Игнат подскочил вплотную к ученику и впился в него взглядом, словно ожидая чего-то. Густые черные брови сдвинулись, узкий лоб разрубили темные складки.
– Нет матушки, она еще до отца преставилась. Из всех братьев один я до нынешнего дня дожил. Сирота я дяденька Игнат, – стараясь не подать виду, что испугался, произнес Егорка.
– Оно и к лучшему, коли так, – неожиданно ласково сказал палач, разглаживаясь лицом и шевеля бородой.
Егорка перевел дух.
– А что грамотой владеешь – это еще лучше, – продолжил Игнат и снова принялся стучать кольями. – В нашем деле нужна полная тайна. Точность тоже нужна. Что там дьяки-писцы иной раз корябают – поди разбери.
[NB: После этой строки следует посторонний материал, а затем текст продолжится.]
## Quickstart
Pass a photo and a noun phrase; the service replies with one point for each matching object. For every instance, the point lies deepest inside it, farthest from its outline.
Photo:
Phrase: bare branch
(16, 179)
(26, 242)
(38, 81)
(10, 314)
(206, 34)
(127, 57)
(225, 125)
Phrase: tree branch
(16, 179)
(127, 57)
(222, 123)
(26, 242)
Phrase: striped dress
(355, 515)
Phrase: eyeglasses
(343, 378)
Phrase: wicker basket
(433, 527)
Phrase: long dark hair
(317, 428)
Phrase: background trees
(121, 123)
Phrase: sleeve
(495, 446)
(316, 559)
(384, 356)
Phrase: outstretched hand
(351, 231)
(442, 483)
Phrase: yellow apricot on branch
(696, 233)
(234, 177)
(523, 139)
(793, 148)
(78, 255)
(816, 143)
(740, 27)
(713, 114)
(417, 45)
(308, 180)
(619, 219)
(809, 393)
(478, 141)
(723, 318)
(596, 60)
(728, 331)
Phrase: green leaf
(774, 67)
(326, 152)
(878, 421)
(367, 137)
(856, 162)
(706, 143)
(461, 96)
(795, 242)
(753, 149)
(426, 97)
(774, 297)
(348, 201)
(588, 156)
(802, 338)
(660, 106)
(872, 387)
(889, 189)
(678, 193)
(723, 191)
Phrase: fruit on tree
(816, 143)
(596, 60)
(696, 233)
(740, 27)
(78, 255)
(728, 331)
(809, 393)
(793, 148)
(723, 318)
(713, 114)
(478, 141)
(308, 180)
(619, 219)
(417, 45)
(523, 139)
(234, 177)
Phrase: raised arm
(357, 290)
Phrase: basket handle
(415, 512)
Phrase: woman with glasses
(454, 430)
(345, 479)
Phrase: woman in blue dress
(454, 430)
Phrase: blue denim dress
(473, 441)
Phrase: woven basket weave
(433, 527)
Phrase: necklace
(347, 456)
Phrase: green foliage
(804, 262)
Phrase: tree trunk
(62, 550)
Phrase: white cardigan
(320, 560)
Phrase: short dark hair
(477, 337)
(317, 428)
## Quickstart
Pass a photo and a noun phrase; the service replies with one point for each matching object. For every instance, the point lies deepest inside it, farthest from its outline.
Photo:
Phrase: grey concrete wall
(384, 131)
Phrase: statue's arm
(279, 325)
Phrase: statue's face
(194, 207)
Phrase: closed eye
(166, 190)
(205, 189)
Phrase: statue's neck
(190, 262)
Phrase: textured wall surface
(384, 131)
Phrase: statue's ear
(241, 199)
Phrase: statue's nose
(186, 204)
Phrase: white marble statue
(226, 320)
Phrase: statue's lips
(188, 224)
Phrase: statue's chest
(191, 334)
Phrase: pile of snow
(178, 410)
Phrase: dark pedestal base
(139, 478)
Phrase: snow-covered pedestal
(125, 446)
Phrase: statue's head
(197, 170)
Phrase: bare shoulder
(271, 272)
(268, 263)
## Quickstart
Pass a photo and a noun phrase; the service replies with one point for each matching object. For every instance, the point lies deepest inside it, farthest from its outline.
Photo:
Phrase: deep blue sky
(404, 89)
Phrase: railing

Мне как раз грамотный подручный нужен!
Игнат подмигнул Егорке и вернулся к своим деревяшкам и поучениям.
– Вот этот, острый самый, мы захватим на тот случай, если государь утром будет милостивый. На таком острие даже твоего сложения человечек быстро дух испустит. А уж завтрашний, телом тучный, мигом насадится и помрет скоренько.
Игнат взял следующий кол.
– А этот тоже острый, чуток закруглен разве. А видишь – тут чуть поодаль острия дощечка приколочена? Этот колышек на тот случай, если только полмилости у государя будет. На такой жердочке немного покукарекать придется, планка не пустит глубоко. Но раскровянит знатно. Четверть часа самому жилистому отпустит такой вот кол-то.
– Ну а вот этот? – кивнул Егорка на третий кол, едва заточенный, больше похожий на огромный черенок от лопаты.
Кат потер ладонями бороду, словно вытряхивая из нее крошки, и веско пояснил:
– А это и есть «кругляк». Мучение от него лютое. Для тех, кому милосердия не оказано. Он не протыкает, а всю требуху только сдвигает в сторону. Крови от него немного, если правильно вдеть. Этому завтра учить буду. А сейчас стели на лавку прямо тут. Спать надо.
Кат поскреб в бороде и зевнул, кривя рот.
Улеглись. Игнат сразу захрапел, а Егорка долго еще лежал, глядя, как затухают на потолке отсветы огня, как темнеют стены из крупного некрашеного кирпича.